After we married, Min-Seo and I went back to the US. We would visit Bangladesh once every two years. During those trips, I loved catching up with old friends. Min-Seo had a great time meeting old high-school friends and their wives. We had many conversations devoid of even a hint of casual racism. It was when I was with aunties and uncles that Min-Seo’s race became a conversation topic. It didn’t irk her as much as it irked me. She didn’t understand Bangla. I did, and no matter how much I tried to hide my feelings, I saw Min-Seo see through me. She could tell I was deeply embarrassed by my family’s ignorance.
Min Seo and I have been married for seven years now. Granted, there were many differences between Min-Seo and me that came to light only after we were married. One small example is that Min-Seo hates it when I wear shoes into the house. She’s a self-proclaimed germophobe, but she also admits that this insecurity comes from her Korean upbringing, wherein it is very common for guests to leave their shoes outside before entering a home. I complied with this rule during the first few months after our marriage, but over time, I found it very annoying, and I stopped listening to her. I hated walking barefoot on our cold tiled floor. As you might have already guessed, this small insignificant thing became a heated argument. I decided to give her this one and now I wear socks in the house. There were more instances of cultural disagreements, but overall we have managed to look past those and have managed to keep our marriage going strong.
My mother is more comfortable around Min-Seo, but she still feels like I made a mistake by marrying someone, as she puts it, outside our culture. I do understand why she would feel this way. Min-Seo and I sometimes argue about which religion we should push our kids towards. Even though I am not a practicing Muslim, I would like my children to know more about Islam. Min-Seo is Catholic. She doesn’t practice either but she feels that her connection with Jesus should be something she passes on. My mother stresses that my children, should be Muslim, and because of Min-Seo’s views on religion, she has developed a soft resentment towards her.

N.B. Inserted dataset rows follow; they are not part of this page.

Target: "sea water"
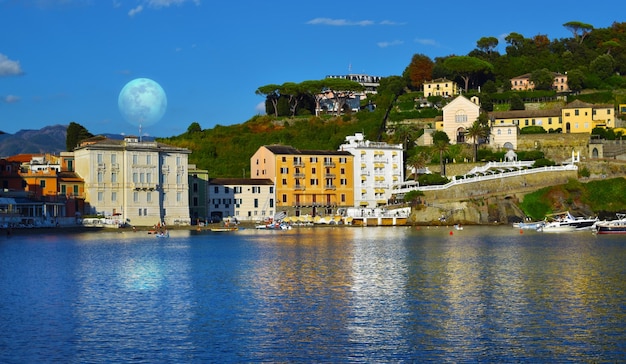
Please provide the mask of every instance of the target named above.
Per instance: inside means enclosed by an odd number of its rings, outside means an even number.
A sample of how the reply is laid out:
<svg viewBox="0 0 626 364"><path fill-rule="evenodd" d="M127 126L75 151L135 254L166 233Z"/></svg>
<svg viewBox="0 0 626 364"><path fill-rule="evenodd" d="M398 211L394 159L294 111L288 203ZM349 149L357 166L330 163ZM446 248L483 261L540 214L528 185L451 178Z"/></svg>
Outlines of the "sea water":
<svg viewBox="0 0 626 364"><path fill-rule="evenodd" d="M510 226L0 238L0 362L624 362L626 239Z"/></svg>

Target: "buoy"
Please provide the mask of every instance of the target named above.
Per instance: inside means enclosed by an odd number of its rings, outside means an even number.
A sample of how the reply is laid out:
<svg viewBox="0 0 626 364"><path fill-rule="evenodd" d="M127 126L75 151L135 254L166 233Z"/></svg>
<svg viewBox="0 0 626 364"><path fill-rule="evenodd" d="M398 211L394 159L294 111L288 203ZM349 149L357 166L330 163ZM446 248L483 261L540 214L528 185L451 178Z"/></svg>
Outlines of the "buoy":
<svg viewBox="0 0 626 364"><path fill-rule="evenodd" d="M523 234L523 233L524 233L524 230L519 229L519 233L520 233L520 234Z"/></svg>
<svg viewBox="0 0 626 364"><path fill-rule="evenodd" d="M450 230L450 235L454 235L454 233L452 232L452 230Z"/></svg>

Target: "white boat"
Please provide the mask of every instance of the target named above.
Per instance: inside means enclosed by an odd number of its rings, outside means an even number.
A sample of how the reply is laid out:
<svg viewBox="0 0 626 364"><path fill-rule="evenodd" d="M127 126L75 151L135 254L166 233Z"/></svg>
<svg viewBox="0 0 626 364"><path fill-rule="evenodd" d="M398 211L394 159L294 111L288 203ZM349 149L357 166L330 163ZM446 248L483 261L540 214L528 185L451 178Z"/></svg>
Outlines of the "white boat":
<svg viewBox="0 0 626 364"><path fill-rule="evenodd" d="M545 225L545 221L533 221L533 222L517 222L513 224L514 228L523 229L523 230L538 230L540 227Z"/></svg>
<svg viewBox="0 0 626 364"><path fill-rule="evenodd" d="M617 218L609 221L597 222L595 225L596 234L626 234L626 214L616 214Z"/></svg>
<svg viewBox="0 0 626 364"><path fill-rule="evenodd" d="M170 232L165 230L165 231L161 231L155 234L155 236L157 238L169 238L170 237Z"/></svg>
<svg viewBox="0 0 626 364"><path fill-rule="evenodd" d="M537 231L542 232L571 232L571 231L589 231L595 228L598 222L597 217L575 217L569 212L558 214L558 217L547 222Z"/></svg>

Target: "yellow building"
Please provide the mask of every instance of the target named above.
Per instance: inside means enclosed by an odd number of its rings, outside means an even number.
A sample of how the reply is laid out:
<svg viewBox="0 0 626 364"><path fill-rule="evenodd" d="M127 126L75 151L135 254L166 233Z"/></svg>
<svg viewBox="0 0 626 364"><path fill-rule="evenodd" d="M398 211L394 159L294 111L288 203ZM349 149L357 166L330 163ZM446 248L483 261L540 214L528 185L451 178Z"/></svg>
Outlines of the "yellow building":
<svg viewBox="0 0 626 364"><path fill-rule="evenodd" d="M424 81L424 97L443 96L453 97L459 94L459 89L454 81L445 78L437 78L432 81Z"/></svg>
<svg viewBox="0 0 626 364"><path fill-rule="evenodd" d="M275 183L277 212L316 216L354 206L354 156L350 152L262 146L250 158L250 177Z"/></svg>
<svg viewBox="0 0 626 364"><path fill-rule="evenodd" d="M564 133L591 133L593 128L614 128L612 105L588 104L575 100L561 110Z"/></svg>
<svg viewBox="0 0 626 364"><path fill-rule="evenodd" d="M520 129L541 126L546 131L591 133L593 128L614 128L612 105L588 104L575 100L562 108L549 110L511 110L489 113L495 125L516 124Z"/></svg>

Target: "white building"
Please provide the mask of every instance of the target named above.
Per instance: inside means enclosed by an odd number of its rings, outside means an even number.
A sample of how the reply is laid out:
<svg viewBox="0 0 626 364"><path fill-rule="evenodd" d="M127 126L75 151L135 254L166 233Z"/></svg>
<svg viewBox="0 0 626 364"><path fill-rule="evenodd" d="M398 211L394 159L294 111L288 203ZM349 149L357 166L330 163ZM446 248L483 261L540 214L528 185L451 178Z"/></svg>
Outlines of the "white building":
<svg viewBox="0 0 626 364"><path fill-rule="evenodd" d="M271 179L212 178L209 180L209 216L213 222L226 218L239 221L273 218L275 191Z"/></svg>
<svg viewBox="0 0 626 364"><path fill-rule="evenodd" d="M394 183L404 181L402 144L364 140L362 133L346 137L340 151L354 156L354 204L363 207L386 205Z"/></svg>
<svg viewBox="0 0 626 364"><path fill-rule="evenodd" d="M74 150L85 210L131 225L189 225L189 149L96 137Z"/></svg>

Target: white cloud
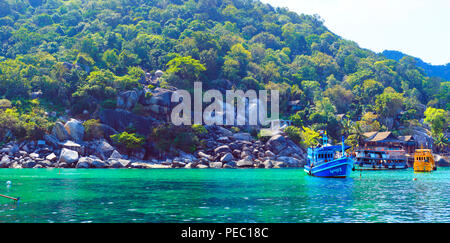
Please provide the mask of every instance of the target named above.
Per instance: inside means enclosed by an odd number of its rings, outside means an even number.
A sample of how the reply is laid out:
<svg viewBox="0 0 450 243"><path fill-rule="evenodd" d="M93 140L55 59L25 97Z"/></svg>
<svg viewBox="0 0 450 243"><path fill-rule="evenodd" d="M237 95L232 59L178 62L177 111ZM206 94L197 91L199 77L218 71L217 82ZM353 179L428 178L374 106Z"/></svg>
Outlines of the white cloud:
<svg viewBox="0 0 450 243"><path fill-rule="evenodd" d="M450 62L449 0L262 0L319 14L325 26L376 52L398 50L432 64Z"/></svg>

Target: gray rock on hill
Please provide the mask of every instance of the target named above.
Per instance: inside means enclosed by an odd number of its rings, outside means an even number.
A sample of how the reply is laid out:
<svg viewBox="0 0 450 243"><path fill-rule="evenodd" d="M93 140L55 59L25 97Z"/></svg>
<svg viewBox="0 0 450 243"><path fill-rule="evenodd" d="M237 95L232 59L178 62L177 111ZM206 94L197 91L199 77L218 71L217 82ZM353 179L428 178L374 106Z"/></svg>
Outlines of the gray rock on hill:
<svg viewBox="0 0 450 243"><path fill-rule="evenodd" d="M134 90L124 91L117 96L117 108L132 110L139 100L139 94Z"/></svg>
<svg viewBox="0 0 450 243"><path fill-rule="evenodd" d="M64 124L61 122L56 122L52 129L53 137L57 138L59 141L65 141L70 139L69 132L67 132L66 128L64 127ZM49 141L52 141L52 139L49 139Z"/></svg>
<svg viewBox="0 0 450 243"><path fill-rule="evenodd" d="M77 143L82 142L84 138L84 127L83 123L76 119L70 119L64 125L70 137Z"/></svg>
<svg viewBox="0 0 450 243"><path fill-rule="evenodd" d="M266 146L275 154L280 153L288 146L288 141L282 135L275 135L267 141Z"/></svg>

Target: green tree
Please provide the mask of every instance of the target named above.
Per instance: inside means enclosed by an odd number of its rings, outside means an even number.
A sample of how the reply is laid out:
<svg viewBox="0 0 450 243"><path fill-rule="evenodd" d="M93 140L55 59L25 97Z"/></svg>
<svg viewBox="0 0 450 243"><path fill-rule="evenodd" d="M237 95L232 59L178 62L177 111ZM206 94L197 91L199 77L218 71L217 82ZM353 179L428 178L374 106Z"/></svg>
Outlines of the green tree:
<svg viewBox="0 0 450 243"><path fill-rule="evenodd" d="M384 92L377 96L375 100L375 111L382 118L396 118L403 109L405 98L401 93L388 87Z"/></svg>
<svg viewBox="0 0 450 243"><path fill-rule="evenodd" d="M165 81L181 89L191 90L200 74L206 70L200 61L192 57L175 57L167 63Z"/></svg>
<svg viewBox="0 0 450 243"><path fill-rule="evenodd" d="M447 111L428 107L424 115L424 122L430 125L432 134L443 133L448 129L449 116Z"/></svg>

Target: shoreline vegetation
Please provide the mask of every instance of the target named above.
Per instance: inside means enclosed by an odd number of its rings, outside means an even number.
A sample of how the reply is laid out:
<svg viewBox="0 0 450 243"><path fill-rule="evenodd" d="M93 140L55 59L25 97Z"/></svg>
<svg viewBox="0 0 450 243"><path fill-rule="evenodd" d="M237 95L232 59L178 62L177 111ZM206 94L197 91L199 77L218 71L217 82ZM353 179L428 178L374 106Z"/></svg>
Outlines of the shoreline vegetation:
<svg viewBox="0 0 450 243"><path fill-rule="evenodd" d="M317 15L256 0L0 0L0 30L1 168L301 167L319 131L449 151L450 82ZM290 126L171 125L173 92L195 82L278 90Z"/></svg>

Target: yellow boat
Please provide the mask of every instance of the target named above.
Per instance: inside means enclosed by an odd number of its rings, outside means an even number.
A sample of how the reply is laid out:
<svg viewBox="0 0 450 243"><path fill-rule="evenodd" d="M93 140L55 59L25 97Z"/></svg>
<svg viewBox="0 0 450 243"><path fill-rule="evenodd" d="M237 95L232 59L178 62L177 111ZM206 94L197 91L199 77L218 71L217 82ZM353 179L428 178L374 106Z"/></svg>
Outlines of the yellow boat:
<svg viewBox="0 0 450 243"><path fill-rule="evenodd" d="M414 153L414 172L431 172L436 170L431 149L416 149Z"/></svg>

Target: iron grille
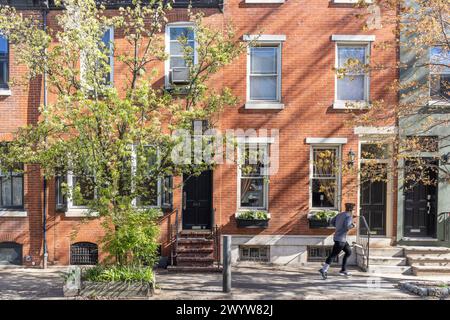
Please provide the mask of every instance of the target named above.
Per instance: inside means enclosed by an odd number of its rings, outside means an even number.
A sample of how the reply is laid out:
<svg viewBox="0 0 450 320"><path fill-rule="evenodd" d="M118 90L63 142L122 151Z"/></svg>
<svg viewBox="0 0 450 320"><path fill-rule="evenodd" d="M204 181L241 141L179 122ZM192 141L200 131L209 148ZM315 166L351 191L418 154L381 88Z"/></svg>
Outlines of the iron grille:
<svg viewBox="0 0 450 320"><path fill-rule="evenodd" d="M70 246L70 264L92 265L98 262L98 246L90 242L77 242Z"/></svg>
<svg viewBox="0 0 450 320"><path fill-rule="evenodd" d="M268 246L239 246L241 261L269 262Z"/></svg>
<svg viewBox="0 0 450 320"><path fill-rule="evenodd" d="M330 253L333 247L331 246L308 246L308 262L323 262ZM335 257L333 262L338 262L339 257Z"/></svg>

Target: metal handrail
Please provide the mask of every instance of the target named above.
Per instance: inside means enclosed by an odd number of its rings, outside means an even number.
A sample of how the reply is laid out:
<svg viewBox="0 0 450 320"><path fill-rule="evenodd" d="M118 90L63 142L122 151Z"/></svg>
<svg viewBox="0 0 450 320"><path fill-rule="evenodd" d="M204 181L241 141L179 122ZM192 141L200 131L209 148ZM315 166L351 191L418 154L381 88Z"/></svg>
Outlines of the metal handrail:
<svg viewBox="0 0 450 320"><path fill-rule="evenodd" d="M371 232L370 232L370 228L369 228L369 225L368 225L368 223L367 223L367 220L366 220L366 218L364 217L364 216L358 216L358 230L357 230L357 239L356 239L356 242L359 244L359 245L361 245L362 247L363 247L363 249L364 249L364 253L365 253L365 255L366 255L366 270L369 270L369 260L370 260L370 235L371 235ZM363 224L364 224L364 227L366 228L366 230L367 230L367 234L366 234L366 236L367 236L367 242L366 242L366 245L364 246L364 244L362 244L362 241L361 241L361 221L363 222Z"/></svg>

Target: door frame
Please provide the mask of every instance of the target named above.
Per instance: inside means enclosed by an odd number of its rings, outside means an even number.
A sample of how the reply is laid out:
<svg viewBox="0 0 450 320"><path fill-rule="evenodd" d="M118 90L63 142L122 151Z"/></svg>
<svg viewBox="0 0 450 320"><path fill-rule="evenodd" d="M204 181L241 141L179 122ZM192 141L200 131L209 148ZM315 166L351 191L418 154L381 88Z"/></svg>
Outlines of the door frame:
<svg viewBox="0 0 450 320"><path fill-rule="evenodd" d="M206 229L185 229L184 228L184 175L182 175L182 179L183 179L183 187L181 188L181 230L188 230L188 231L197 231L197 230L201 230L201 231L207 231L207 230L212 230L214 228L214 170L210 169L210 170L205 170L205 171L210 171L210 184L211 184L211 206L210 206L210 215L209 215L209 219L210 219L210 228L206 228ZM203 171L203 172L205 172ZM202 172L202 173L203 173Z"/></svg>
<svg viewBox="0 0 450 320"><path fill-rule="evenodd" d="M364 159L361 158L361 145L363 144L369 144L369 143L378 143L376 137L373 137L372 139L370 136L363 136L358 141L358 177L357 177L357 200L356 200L356 207L358 215L361 212L361 176L359 172L361 171L361 164L364 163ZM388 151L392 151L392 146L388 145ZM385 225L385 235L373 235L372 237L376 238L391 238L393 237L393 226L394 226L394 173L392 170L393 161L392 159L376 159L370 160L372 163L376 161L376 163L386 164L388 167L387 170L387 182L386 182L386 212L385 212L385 219L386 219L386 225ZM389 169L391 168L391 169Z"/></svg>
<svg viewBox="0 0 450 320"><path fill-rule="evenodd" d="M434 157L432 155L430 155L430 153L428 153L428 154L427 153L423 153L422 155L419 155L419 156L416 156L416 157L410 157L410 158L422 158L422 159L427 159L428 158L428 159L431 159L434 162L437 162L437 166L440 166L440 161L438 159L434 159ZM402 185L404 186L404 183L405 183L404 177L405 177L406 163L408 161L408 158L403 159L402 161L403 161L403 166L402 166L402 170L400 170L400 171L401 171L401 174L402 174ZM426 236L414 237L412 235L406 235L406 232L405 232L405 213L406 213L405 212L405 209L406 209L405 202L406 202L406 198L405 198L404 187L401 188L402 197L399 198L399 203L400 203L400 199L401 199L401 205L402 205L402 207L401 207L402 208L401 230L402 230L402 237L403 238L406 238L406 239L408 239L408 238L415 238L416 239L417 238L417 239L424 239L424 240L437 240L438 239L439 172L437 172L436 175L437 175L437 177L436 177L437 185L436 185L436 194L435 194L435 199L436 199L435 200L436 216L435 216L435 225L432 226L434 228L434 230L433 230L433 234L431 236L426 235ZM400 188L399 188L399 190L400 190ZM430 227L430 225L428 225L427 227ZM427 230L427 231L429 232L429 230Z"/></svg>

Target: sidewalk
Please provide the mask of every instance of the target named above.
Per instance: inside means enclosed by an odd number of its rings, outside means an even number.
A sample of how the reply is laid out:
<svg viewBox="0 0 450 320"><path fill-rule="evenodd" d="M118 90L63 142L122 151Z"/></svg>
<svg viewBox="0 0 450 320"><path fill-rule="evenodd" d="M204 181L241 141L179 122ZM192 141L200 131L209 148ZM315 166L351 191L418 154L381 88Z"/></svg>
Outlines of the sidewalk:
<svg viewBox="0 0 450 320"><path fill-rule="evenodd" d="M159 289L155 300L180 299L423 299L400 291L400 280L421 280L414 276L374 275L351 270L352 276L340 276L337 269L322 280L318 267L272 267L240 265L232 270L232 292L222 293L221 273L169 273L158 270ZM0 269L0 299L65 299L62 292L66 268ZM430 279L430 278L427 278ZM436 278L444 280L442 277ZM445 280L450 281L447 277Z"/></svg>

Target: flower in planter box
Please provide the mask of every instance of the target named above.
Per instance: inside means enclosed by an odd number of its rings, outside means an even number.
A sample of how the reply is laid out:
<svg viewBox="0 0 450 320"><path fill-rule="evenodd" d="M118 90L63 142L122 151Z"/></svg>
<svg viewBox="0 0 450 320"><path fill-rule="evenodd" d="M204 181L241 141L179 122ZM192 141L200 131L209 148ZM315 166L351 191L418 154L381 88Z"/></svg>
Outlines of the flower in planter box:
<svg viewBox="0 0 450 320"><path fill-rule="evenodd" d="M247 210L236 215L239 220L269 220L269 214L261 210Z"/></svg>
<svg viewBox="0 0 450 320"><path fill-rule="evenodd" d="M308 218L310 220L328 221L337 215L337 211L324 210L312 213Z"/></svg>

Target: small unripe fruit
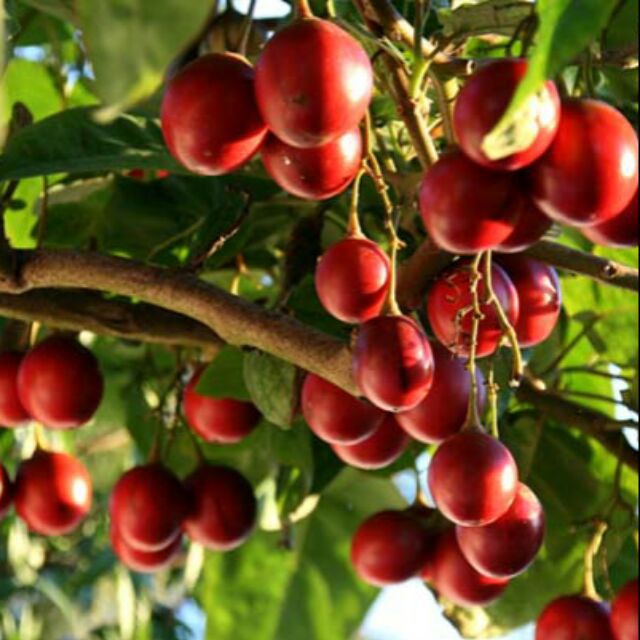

I care about what my mother thinks. I totally do not care about what extended family members think. However, I do know that those distant aunties and uncles are in her ear and influence how she thinks. In fact, this is probably a greater reflection of how Bengali parents think, especially those who had the 80s and 90s babies. It’s unfortunate that they feel angst towards my Korean wife, a feeling bred through a long-overlooked societal ignorance towards East Asians.